David Torres
Lo peor de la muerte de los tres muchachos israelíes asesinados en
Cisjordania es que su martirio sólo será moneda de cambio para el
interminable comercio de sangre inocente en un conflicto que se alarga
ya décadas. Tres muertos israelíes con nombre y apellidos por unas
docenas, quién sabe si centenares de palestinos anónimos, de los que no
salen en las noticias más que amortajados, porque tampoco tienen más
destino que la tumba. Las bombas no hacen distinciones (como sí las
hacían las plagas de Egipto con las puertas señaladas) y se llevan por
delante no sólo a los terroristas de Hamás sino también a ancianos,
mujeres y niños.
Este infame triple asesinato no pertenece al ámbito de la
criminología sino al de la política, a una compleja trama de odios
históricos cuyo origen se pierde en una interminable cadena de
venganzas.

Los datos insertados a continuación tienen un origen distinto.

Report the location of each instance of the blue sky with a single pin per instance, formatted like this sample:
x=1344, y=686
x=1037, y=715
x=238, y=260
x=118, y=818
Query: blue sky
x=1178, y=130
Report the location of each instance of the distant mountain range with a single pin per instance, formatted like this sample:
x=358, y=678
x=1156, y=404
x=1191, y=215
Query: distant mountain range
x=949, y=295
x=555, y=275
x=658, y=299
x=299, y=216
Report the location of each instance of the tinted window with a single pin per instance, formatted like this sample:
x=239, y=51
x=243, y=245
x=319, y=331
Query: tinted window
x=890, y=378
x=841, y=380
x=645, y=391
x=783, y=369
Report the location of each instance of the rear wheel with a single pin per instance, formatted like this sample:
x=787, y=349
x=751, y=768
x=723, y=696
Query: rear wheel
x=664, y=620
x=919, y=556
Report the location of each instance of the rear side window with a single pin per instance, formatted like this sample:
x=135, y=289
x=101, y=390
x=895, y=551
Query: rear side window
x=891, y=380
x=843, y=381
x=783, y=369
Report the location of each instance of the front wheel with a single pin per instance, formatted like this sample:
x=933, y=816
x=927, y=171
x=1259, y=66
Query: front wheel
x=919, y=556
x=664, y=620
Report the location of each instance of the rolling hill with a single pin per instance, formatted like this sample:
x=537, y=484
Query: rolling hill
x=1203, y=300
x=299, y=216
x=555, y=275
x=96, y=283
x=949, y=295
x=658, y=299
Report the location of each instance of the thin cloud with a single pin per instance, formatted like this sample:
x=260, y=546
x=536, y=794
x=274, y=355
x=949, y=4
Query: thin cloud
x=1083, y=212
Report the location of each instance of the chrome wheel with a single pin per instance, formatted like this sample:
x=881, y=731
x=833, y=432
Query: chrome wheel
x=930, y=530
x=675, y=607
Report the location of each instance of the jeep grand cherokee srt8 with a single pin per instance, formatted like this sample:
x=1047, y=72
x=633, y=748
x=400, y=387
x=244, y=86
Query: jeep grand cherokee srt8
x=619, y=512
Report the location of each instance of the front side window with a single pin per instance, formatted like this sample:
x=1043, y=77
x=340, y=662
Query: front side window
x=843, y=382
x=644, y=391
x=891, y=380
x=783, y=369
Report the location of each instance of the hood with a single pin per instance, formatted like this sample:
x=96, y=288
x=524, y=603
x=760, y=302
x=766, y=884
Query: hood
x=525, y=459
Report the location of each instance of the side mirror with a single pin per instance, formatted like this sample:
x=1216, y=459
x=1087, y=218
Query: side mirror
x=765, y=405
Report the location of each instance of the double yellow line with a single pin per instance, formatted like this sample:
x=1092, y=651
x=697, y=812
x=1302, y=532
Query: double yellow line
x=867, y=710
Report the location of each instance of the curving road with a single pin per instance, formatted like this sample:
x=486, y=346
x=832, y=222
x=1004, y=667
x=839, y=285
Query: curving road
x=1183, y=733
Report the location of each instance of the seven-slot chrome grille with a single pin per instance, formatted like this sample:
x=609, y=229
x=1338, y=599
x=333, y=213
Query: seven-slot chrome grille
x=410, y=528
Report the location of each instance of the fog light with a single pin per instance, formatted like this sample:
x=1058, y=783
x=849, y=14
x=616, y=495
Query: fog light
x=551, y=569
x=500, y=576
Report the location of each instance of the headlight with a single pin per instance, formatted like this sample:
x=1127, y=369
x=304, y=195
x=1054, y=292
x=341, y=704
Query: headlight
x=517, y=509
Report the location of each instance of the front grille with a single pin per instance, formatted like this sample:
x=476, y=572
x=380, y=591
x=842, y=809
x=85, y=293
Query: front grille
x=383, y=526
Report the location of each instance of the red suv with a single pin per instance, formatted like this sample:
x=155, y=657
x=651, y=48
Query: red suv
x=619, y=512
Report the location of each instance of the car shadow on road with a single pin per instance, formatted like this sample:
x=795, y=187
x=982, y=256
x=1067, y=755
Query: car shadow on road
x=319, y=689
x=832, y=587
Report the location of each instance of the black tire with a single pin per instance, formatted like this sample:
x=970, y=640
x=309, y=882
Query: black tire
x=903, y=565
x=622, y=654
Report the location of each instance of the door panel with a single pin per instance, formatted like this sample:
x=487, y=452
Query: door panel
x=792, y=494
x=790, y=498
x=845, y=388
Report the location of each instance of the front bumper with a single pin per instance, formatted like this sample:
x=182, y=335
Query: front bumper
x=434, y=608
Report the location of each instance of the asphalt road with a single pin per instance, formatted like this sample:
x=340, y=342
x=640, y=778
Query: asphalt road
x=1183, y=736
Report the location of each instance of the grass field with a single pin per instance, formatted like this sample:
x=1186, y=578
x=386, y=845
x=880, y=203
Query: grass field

Territorios ocupados impunemente; resoluciones de las
Naciones Unidas con las que Israel lleva medio siglo limpiándose el
culo; cohetes caseros lanzados desde la frontera hacia las luces de los
pueblos hebreos; jóvenes palestinos tirando piedras contra blindados; un
autobús partido en dos y lleno de ancianos judíos ensangrentados;
millones de personas que conviven amontonadas en la cloaca bíblica de
Gaza, extenuadas, sedientas, iracundas; tres jóvenes israelíes muertos
que claman revancha; docenas de niños palestinos reventados cuya sangre
alimentará las ancestrales escuelas del rencor y los gritos de
exterminio contra el pueblo judío.
A la derecha israelí no le interesa descubrir a los culpables porque
ya han dictado la sentencia de muerte y enviado represalias contra el
pueblo palestino. Por eso llaman al ejército, no a la policía. Porque
los culpables (culpables de antemano) son todos los palestinos, todos y
cada uno de ellos; en eso los militares israelíes no se diferencian
mucho de su dios bárbaro del Antiguo Testamento. Van a bombardearlos y a
matarlos desde el cielo hasta que se sientan satisfechos, hasta que su
divina sed de sangre quede saciada. Ojo por ojo, diente por diente, tres
jóvenes israelíes muertos por cuatro o cinco docenas de palestinos. No
es muy justo, ni muy civilizado, pero así funciona la alta política
israelí, la única democracia de la zona.
Imaginemos, por un momento, una novela negra, no demasiado negra
comparada con la bárbara realidad de Gaza y Cisjordania. Un asesino en
serie (da igual la nacionalidad o el credo, ahí está la gracia) que
empieza a matar jóvenes colonos judíos sólo por divertirse y ver cómo
entran a cazarlo con aviones y misiles. No es muy difícil de imaginar:
es como si en Irlanda del Norte, a cada atentado en un bar de Londres,
los británicos hubiesen respondido bombardeando Belfast y alrededores
indiscriminadamente sólo por cobijar a esos matarifes del IRA. Es
exactamente la estrategia homicida del ejército estadounidense en
Afganistán y en Irak, cazar avispas a cañonazos, masacrar a millones de
inocentes en nombre de una cruzada cuyos resultados los ve cualquiera
con dos dedos de frente y una pizca de misericordia. Si Hamás y
Netanyahu están felices, Alá y Jehová deben estar frotándose las manos.